Women’s Land & Property Rights
In many countries around the world, women’s property rights are limited by social norms, customs and legislation hampering their economic status and opportunities to overcome poverty. Even in countries where women constitute the majority of small farmers and do more than 75% of the agricultural work, they are routinely denied the right to own the land they cultivate and depend on to raise their families.
Ownership of land and property empowers women and provides income and security. Without resources such as land, women have limited say in household decision-making, and no recourse to the assets during crises. This often relates to other vulnerabilities such as domestic violence and HIV and AIDS.
In regions of conflict, the impact of unequal land rights has particularly serious consequences for women — often the only survivors.

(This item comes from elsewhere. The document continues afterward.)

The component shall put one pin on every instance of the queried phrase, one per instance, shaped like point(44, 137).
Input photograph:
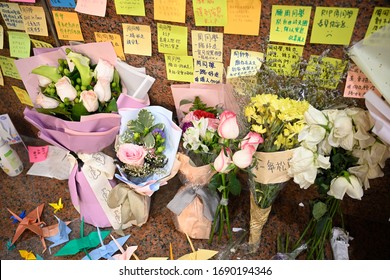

In conflict and post-conflict situations, the number of women-headed households often increases sharply as many men have either been killed or are absent. Without their husbands, brothers or fathers — in whose name land and property titles are traditionally held — they find themselves denied access to their homes and fields by male family members, former in-laws or neighbours. Without the security of a home or income, women and their families fall into poverty traps and struggle for livelihoods, education, sanitation, health care, and other basic rights.
In recent years, international agreements have repeatedly reiterated the importance of women’s land and property rights.
- The Beijing Platform for Action affirmed that women’s right to inheritance and ownership of land and property should be recognized.
- The Convention on the Elimination of All Forms of Discrimination against Women (CEDAW) has underscored it, referring to rural women’s rights to equal treatment in land and agrarian reform processes.
- Women’s property rights are an implicit part of achieving the Millennium Development Goals, specifically Goal 1 on eradicating extreme poverty and Goal 3 on gender equality.
UN Women advocates for women’s land and property rights as part of its core strategy to enhance women’s economic security and rights and reduce feminized poverty. There is a strong focus on ensuring that women benefit from equal rights to property under the law, as well as in actual practice at the grassroots level.
In Aceh, UN Women’s gender advisor worked with the Agency for Recovery and Reconstruction for Aceh and Nias (BRR) to implement a joint land titling policy so women and men are included on titles.